Remembering Farid Al-Atrash: One of Egypt’s 20th Century Leading Composers

Via MaghrebSpace.

By Muhammed Aladdin

An ongoing debate rages amongst historians about the exact birthdate of Egyptian-Syrian Composer Farid Al-Atrash. However, despite the varying accounts, the consensus goes that it was somewhere between October and April, with two dates, in particular, gaining traction; the 19th of October and the 15th of April.

Either way, Farid Al-Atrash, a genius of oriental music, has a legacy that lives to this day in the ever-so bustling streets of Cairo. It would be a shame that one of his assumed birthdays go by and not celebrate his memory.

Now that we have cleared the controversy out of the way, Farid Al-Atrash was born in As-Suwayda, Syria to the Al-Atrash family, one of the oldest and most respected families. They had ruled the Druze Mountain or Jabal Al-Druz for generations. The head of the family Al-Sultan Al-Atrash led a revolt against French occupiers in World War I, and as a result, the family had to flee the upcoming persecution.

All fled to Beirut, then to Cairo; in 1923, at the Egyptian borders, they came with no identifications, and if it was not for Saad Zaghloul’s mandate that they enter on his personal authority, they wouldn’t have made it to the Egyptian capital.

Via YouTube.

Listening to his mother’s beautiful singing voice, young Farid Al-Atrash fell in love with music and singing. At the Collège De La Salle in Cairo, he learned operatic singing and church hymns. Later on, he joined the Arab Music Institute, learning to play the oud from the great composer Riyad Al-Sunbati.

During this time, Al-Atrash became a familiar face at the cabarets of Emad El-Din Street, Egypt’s hub for performance artists. He sang at Marie Mansour’s cabaret, and in time, for his talent and charisma, his fame grew. He got a big break when he started working for the company of Badi’a Masabni, the greatest Egyptian artist at the time.

Also, Al-Atrash began singing on local radio channels, and with the setting up of Egyptian Radio on the 31st of May 1934, Al-Atrash’s career kicked off.

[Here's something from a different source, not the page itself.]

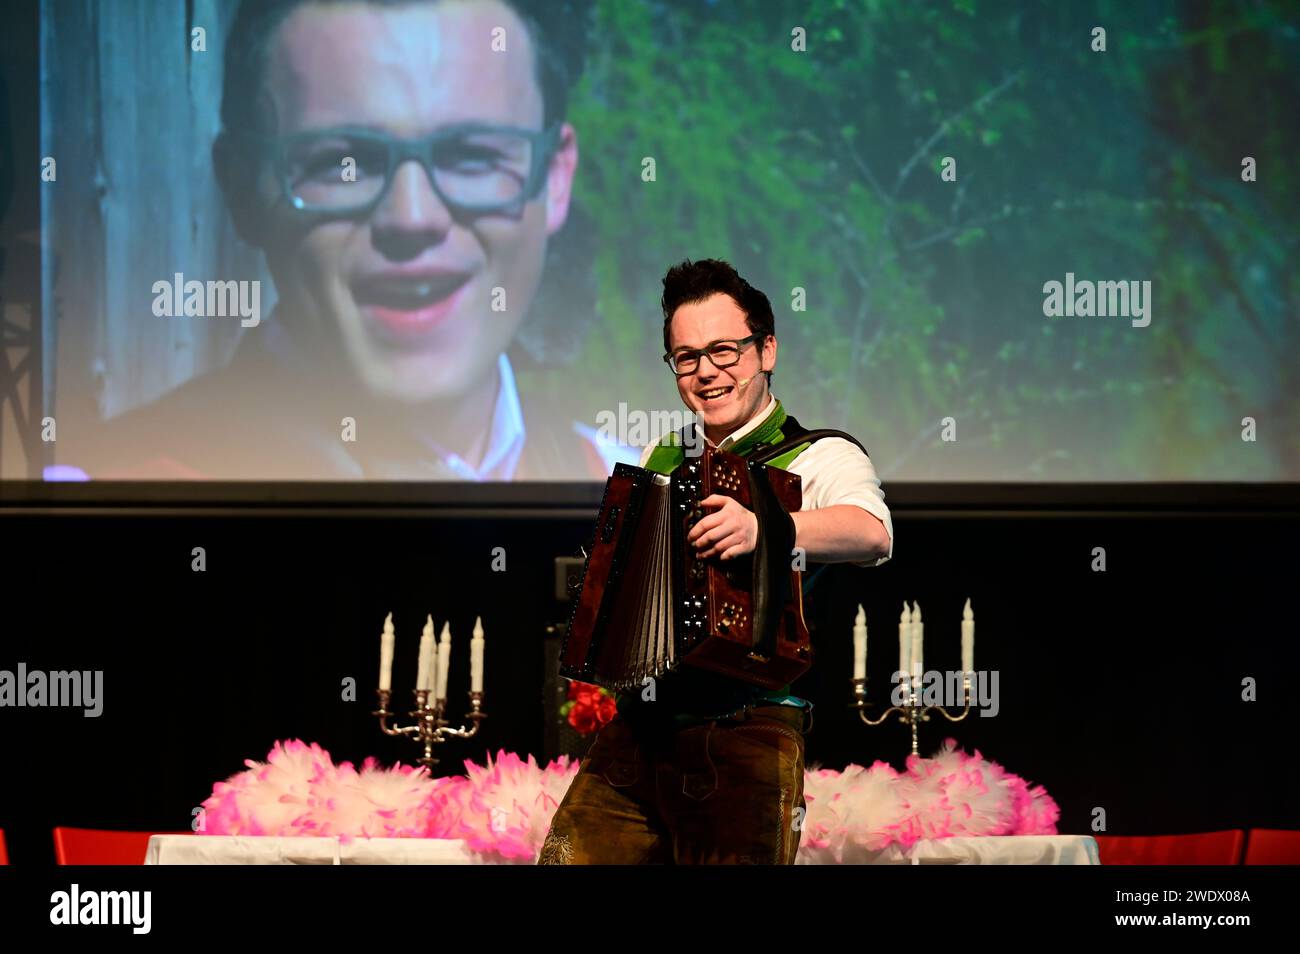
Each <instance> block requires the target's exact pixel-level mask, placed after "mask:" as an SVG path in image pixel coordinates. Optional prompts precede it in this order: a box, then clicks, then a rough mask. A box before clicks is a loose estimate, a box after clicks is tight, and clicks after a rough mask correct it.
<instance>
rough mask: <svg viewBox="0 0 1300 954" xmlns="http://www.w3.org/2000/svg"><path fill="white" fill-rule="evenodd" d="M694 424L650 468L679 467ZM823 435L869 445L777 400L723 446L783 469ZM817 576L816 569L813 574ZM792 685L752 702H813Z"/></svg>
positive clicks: (754, 690) (765, 692) (670, 444)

Medhat Assem, a well-known Composer and the Music Supervisor of the Egyptian Radio, recognized Al-Atrash’s talent and hired him as a singer. He also gave him one of his early renowned songs “Ya Retni Tayer” (I wish I was a bird), which was composed by the Palestinian Composer Yahya Al-Lababidy.

Via Dailymotion.

Day by day, his music grew more popular with the Egyptian people, but it was not until 1941, with his cinematic debut in the “Triumph of Youth”, that he was acknowledged as one of Egypt’s most defining artists.

With his off-the-bat performance, he became a staple of Arab cinema, and in the years between 1941 and 1975, he starred in 31 films; 18 of which he produced for himself.

His most beloved films are those with Egyptian Actress and Belly Dancer Samia Gamal; the two had collaborated on six films and secretly, had been in love for a number of years. However, their relationship was broken due to Al-Atrash’s outright refusal of marriage as a matter of principal. Consequently, their artistic partnership was terminated.

Via Tech2.

Many of Al-Atrash’s songs had been known for their melancholic tone, but being the genius that he is, he managed to diversify them between a myriad of musical genres. The song Ya Zahratan fi Khayaly (O Flower of my Imagination) in the film Lady Ghost was presented in Tango. It was arranged in a number of countries, especially Russia and France, while his song Albi we Moftahu (My Heart and Its Key) with its westernized character from A Letter from an Unknown Woman (1962) directed by Salah Abu-Seif.


Al-Atrash’s musical creations were not limited to his voice; he also composed some of the best songs of other singers, including Sabah, Shadia, Warda, Soad Mohamed, Muharram Fouad, Wadih El-Safi, and Nour Al-Hoda.

He had also worked with Umm Kulthum in his famous song “El-Rabie'” and had also worked with Singer Abdelhalim Hafez.

In 1950, Al-Atrash had suffered from various heart problems and decided to move to Beirut in his final years. on the 26th of December 1974, the Arab world lost one of its most talented icons, and according to the terms of his will, he was buried in Cairo.


WE SAID THIS: Rest in peace, Mr. Farid! Your legacy still lives on to this day!